To begin with, the questionnaire questions are designed to accurately measure the English fragmented learning effect of college students using the six indicators in the indicator system depicted in Figure 3. Each question in the questionnaire has five ABCDE alternatives, with associated scores of 20, 40, and 60. The recovered sample is the sum of the scores for each question in the questionnaire (i.e., 20, 40, and 60). Students from more than 40 different majors across ten different colleges participated in the survey, including the School of Computer Science and Technology, the College of Life Sciences, the College of Political Science and Law, the College of Education, and the College of Physical Education. The questionnaire was distributed and completed for half a month, yielding a total of 1,400 responses. There are 1321 genuine questions, with 400 seniors, 400 sophomores, 400 juniors, and 200 seniors among those who have completed the survey.

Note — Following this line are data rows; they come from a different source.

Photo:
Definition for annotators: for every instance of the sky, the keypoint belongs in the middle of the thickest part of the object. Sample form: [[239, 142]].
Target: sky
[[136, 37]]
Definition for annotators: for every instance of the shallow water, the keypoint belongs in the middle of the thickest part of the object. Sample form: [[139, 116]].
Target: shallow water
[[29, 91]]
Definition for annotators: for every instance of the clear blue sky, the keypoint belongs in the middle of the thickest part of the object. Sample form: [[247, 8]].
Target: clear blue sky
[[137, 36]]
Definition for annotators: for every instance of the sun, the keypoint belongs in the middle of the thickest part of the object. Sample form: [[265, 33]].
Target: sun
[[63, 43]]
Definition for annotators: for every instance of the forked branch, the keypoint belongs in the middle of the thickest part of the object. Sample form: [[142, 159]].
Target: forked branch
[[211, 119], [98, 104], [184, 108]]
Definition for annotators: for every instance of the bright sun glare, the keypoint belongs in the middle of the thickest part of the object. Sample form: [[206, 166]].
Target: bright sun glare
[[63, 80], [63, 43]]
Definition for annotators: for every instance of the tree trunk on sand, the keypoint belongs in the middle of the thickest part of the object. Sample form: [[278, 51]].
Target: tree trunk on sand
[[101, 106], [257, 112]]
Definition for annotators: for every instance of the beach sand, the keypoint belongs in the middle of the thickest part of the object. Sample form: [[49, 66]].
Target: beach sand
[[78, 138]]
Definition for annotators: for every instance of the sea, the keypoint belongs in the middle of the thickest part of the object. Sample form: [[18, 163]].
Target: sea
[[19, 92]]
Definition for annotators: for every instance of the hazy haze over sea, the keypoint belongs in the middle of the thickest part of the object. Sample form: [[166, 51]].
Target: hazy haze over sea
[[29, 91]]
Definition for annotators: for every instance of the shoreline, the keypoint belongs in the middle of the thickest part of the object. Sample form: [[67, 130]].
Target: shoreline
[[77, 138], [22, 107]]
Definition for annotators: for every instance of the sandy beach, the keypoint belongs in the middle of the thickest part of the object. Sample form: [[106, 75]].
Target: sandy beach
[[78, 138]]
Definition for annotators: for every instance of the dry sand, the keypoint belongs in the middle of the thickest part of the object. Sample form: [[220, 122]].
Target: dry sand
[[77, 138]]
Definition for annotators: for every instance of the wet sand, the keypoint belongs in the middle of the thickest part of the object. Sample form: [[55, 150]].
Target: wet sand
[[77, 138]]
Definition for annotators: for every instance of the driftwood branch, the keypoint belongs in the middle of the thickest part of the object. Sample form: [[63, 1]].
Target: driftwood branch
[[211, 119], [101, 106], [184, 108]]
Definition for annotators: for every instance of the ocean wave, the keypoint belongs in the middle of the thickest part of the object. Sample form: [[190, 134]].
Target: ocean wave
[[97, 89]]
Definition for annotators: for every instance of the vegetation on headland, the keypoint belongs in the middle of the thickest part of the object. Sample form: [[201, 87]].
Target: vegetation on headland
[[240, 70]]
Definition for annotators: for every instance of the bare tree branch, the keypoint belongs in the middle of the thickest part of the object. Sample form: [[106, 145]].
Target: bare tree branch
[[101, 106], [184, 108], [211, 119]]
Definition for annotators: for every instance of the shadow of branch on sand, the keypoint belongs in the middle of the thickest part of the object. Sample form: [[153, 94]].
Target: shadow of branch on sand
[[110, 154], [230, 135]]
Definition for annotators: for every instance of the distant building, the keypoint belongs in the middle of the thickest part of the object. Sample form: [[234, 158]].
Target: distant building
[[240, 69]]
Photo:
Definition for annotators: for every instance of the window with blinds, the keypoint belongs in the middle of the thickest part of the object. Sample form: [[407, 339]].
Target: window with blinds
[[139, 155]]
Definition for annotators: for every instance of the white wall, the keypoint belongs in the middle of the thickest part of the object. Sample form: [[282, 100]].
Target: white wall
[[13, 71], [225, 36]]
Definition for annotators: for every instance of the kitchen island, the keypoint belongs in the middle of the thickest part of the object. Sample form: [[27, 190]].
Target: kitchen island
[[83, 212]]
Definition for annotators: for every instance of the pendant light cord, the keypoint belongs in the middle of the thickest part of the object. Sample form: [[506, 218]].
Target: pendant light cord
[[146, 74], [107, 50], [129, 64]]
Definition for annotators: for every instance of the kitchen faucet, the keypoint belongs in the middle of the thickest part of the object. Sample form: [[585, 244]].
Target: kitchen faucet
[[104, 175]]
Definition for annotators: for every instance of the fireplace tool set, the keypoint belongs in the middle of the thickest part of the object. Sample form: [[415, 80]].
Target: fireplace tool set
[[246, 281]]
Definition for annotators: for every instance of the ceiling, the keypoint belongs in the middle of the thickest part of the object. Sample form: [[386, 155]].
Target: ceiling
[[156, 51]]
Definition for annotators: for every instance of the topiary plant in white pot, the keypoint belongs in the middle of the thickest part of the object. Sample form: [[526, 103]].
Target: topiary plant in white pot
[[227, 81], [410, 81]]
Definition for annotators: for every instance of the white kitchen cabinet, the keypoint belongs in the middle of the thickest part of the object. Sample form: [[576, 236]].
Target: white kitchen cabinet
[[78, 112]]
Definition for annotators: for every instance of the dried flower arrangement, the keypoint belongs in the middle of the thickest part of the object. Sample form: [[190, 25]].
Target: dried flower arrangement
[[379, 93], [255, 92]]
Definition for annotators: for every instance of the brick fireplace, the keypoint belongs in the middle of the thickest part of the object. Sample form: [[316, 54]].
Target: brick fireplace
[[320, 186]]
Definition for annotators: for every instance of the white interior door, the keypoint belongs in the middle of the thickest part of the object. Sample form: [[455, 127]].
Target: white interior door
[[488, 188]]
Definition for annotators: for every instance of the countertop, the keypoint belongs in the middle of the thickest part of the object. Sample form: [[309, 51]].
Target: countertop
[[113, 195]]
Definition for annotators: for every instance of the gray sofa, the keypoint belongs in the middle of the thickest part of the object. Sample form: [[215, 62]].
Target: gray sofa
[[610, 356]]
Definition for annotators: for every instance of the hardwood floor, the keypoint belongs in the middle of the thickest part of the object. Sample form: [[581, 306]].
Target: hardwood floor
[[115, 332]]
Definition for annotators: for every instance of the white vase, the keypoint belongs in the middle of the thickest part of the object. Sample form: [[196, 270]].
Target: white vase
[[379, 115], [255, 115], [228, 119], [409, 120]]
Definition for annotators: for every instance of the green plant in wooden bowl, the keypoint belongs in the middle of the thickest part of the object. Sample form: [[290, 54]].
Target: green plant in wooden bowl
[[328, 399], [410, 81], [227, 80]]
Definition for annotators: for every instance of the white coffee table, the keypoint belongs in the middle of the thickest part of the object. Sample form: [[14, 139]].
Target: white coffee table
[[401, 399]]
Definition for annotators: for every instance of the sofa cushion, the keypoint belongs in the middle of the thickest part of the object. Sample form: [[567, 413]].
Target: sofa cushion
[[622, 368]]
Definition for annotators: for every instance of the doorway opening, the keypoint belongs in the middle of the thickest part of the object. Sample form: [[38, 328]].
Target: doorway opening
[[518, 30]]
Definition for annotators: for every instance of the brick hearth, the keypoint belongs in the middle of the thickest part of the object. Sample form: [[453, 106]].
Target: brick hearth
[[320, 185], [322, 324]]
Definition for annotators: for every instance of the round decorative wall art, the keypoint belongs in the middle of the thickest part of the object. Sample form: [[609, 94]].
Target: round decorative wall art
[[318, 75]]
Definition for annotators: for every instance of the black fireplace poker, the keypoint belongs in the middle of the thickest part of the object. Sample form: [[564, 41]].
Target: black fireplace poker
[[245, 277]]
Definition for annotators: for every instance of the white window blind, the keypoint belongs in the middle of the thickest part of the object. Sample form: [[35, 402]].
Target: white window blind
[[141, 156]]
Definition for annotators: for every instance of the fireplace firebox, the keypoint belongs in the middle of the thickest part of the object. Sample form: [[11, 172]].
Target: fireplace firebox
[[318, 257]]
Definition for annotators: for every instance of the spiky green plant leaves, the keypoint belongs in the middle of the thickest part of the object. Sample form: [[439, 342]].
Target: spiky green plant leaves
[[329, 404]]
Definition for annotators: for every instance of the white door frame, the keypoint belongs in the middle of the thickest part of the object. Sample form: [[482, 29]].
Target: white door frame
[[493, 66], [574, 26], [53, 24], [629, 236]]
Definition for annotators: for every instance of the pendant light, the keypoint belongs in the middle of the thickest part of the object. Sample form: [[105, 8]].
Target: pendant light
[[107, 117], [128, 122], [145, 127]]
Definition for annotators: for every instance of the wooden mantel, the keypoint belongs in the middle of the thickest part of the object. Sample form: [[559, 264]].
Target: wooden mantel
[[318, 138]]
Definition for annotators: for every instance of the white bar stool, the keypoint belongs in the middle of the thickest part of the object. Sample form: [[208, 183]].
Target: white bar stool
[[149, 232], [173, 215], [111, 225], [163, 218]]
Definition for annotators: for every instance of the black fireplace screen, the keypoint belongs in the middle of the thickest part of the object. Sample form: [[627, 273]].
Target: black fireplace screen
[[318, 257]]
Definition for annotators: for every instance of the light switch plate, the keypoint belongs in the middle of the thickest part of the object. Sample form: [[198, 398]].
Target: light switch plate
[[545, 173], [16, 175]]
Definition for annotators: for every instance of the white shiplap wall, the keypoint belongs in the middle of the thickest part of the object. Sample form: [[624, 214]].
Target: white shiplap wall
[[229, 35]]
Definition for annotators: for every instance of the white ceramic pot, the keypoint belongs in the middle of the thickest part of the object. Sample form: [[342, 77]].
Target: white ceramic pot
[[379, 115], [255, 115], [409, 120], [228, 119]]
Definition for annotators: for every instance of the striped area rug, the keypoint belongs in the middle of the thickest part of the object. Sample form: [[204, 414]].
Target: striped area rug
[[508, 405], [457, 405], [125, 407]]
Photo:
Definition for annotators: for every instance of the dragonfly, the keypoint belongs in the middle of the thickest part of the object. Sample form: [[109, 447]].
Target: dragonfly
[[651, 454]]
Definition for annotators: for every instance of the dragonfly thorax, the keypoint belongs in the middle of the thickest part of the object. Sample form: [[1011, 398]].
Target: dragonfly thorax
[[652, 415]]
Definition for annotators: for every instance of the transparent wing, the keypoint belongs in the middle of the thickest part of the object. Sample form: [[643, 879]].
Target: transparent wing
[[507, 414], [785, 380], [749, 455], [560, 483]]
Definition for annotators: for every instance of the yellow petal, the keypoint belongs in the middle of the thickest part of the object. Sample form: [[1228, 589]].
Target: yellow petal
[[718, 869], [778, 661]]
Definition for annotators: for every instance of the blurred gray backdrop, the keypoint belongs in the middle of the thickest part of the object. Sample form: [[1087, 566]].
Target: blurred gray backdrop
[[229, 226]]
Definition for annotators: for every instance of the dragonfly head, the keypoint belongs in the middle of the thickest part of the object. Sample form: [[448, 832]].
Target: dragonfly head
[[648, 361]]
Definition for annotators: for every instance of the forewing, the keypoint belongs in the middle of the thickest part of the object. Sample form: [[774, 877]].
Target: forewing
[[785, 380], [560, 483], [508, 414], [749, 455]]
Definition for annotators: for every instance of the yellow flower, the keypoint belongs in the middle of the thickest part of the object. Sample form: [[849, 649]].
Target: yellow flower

For model training, the first 1100 pieces of data from the preprocessed dataset were chosen, while the final 221 pieces of data from the preprocessed dataset were utilized for testing. The normalized data is supplied into the fusion model suggested in this research, which is described in detail below. The observed and expected values for the first 49 sets of data are depicted in Figures 6 and 7, which show the observed and anticipated values for the first 49 sets of data. It can be seen that the model suggested in this research has a decent fitting effect on the observed data.

We also put the fusion algorithm through its paces to see how well it performs. Figure 8 depicts the results of the comparison between BPNN and the genetic algorithm (GEN), respectively. It can be shown that the algorithm presented in this study outperforms the other two algorithms by a large margin. This shows the effectiveness and reliability of the proposed model.

In brief, the algorithm described in this work not only increases students’ learning ability but also improves the model’s general ability and calculating accuracy while reducing mistakes. The former combines the BPNN algorithm’s and the genetic algorithm’s great performance, whereas the latter introduces the crossing rate and mutation rate on this premise so that the optimized method may be better applied to the real-world situation.

5. Conclusions

In the current age of mobile fragmentation, students’ learning is no longer limited to formal classroom learning. As an important new method, the study of mobile fragmentation will have different effects on traditional college English learning. Although fragmented learning makes it easier for college students to study, it also has several disadvantages, including fragmented knowledge being scattered and no structure being developed. Based on these issues, this research work examined the evaluation system for the fragmented learning effect. In addition, the fusion algorithm of the genetic algorithm and the BPNN is investigated in this study. For model training, this paper has chosen 1100 pieces of data from the preprocessed dataset, among which 221 pieces of data from the preprocessed dataset were utilized for testing. The experiments demonstrate that the fused model has superior evaluation capacity in the evaluation of learning effects and that it can accurately anticipate students’ learning effect scores when evaluating learning effects.

Data Availability

The data used to support the findings of this study are available from the corresponding author upon request.

Conflicts of Interest

The author declares that he has no conflict of interest.